Figures given during a planning session at City Hall reported that sales tax revenues, which is the city’s main source of income, are only expected to be about 7.3 percent off of pre-recession levels.
However, city officials are also monitoring potential changes to Internet sales tax collection, which could impact that figure.
The city sticks to a conservative, time-tested funding formula that calculates decisions based on the five-year impact, Striplin said
“One of the hallmarks, as long as we’ve been a city, is making the budget from a very fiscally conservative perspective,” said Mayor Bob Kellar. “And it has paid huge dividends.”
City staffers also identified five major funding challenges for the city in the next year: improvement of Canyon Country and Newhall; enhanced services within the new annexation areas; ongoing operating costs for Central Park’s expansion, the Canyon Country community center and library services; Whittaker-Bermite’s cleanup; and public safety.

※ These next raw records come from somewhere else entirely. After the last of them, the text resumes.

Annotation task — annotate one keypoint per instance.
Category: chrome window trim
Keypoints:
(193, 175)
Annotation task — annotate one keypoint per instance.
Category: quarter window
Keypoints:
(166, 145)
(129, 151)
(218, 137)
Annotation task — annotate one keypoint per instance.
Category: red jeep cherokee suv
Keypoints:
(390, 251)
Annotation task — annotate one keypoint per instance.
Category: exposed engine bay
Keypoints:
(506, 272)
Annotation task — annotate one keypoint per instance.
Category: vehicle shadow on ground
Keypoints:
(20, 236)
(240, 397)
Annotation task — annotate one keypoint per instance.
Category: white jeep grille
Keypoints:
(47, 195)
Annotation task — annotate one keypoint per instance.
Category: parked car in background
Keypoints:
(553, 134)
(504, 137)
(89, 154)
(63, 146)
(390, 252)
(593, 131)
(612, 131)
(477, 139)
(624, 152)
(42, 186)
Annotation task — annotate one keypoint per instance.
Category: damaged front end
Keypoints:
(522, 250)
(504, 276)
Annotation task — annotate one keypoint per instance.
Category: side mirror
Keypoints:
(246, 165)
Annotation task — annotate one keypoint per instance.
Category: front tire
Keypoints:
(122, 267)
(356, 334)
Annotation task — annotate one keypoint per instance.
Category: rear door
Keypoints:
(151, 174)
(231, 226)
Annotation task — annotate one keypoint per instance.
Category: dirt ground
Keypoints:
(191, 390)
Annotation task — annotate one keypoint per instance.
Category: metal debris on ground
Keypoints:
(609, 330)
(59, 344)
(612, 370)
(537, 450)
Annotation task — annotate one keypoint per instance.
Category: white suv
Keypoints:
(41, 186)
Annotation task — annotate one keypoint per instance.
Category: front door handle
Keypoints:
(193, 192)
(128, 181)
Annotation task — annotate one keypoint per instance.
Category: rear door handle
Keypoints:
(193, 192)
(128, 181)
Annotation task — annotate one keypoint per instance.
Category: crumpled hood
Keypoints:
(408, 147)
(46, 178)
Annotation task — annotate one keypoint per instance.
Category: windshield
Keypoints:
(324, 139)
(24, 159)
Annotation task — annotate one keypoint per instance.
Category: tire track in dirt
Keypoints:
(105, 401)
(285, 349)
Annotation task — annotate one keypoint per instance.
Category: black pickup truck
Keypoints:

“We’ve been down this road before, where the county feels like contract cities are not paying their fair share,” said Striplin, who was named city manager in December. “That means they might try to find a way to make us pay more.”
Striplin was promoted after holding the title of assistant city manager, and has worked for the city for more than 17 years.
Kellar said the cost for the city’s public safety could go up this year as much as 5 percent, as a result. Public safety is one of the city’s largest costs each year, which, as a percentage of the budget, is very close to what it spends on parks and recreation
“That figure has yet to be determined, so I don’t want to cause any panic — but if it does go up by that, we will be able to meet that obligation,” said Kellar, who also spent more than two decades in law enforcement as an LAPD officer.
“But I want to emphasize to our community the value of the services we get in Santa Clarita as a contract city with the L.A. County Sheriff’s (Department), this is the best deal in town,” he said.
The most recent development in public safety has been a county audit that saw an increase in patrol services to unincorporated areas, after an audit showed a difference in response times between unincorporated areas and contract city service areas.
City Councilwoman Marsha McLean asked for clarification on the city actual acreage of contamination for Whittaker Bermite. The former munitions site has been undergoing a cleanup effort for decades, and she requested clarification on exactly how much more land has to be cleaned.
Canyon Country’s community center opened this year, and the city has also recently annexed land in the area, which also saw the addition of two deputies to the local Sheriff’s Station to increase patrols.
The city budgets with a few basic tenets each year, Striplin said.
“Always live below your means; run a lean organization; use conservative 5-year projections,” he said, during the budget presentation.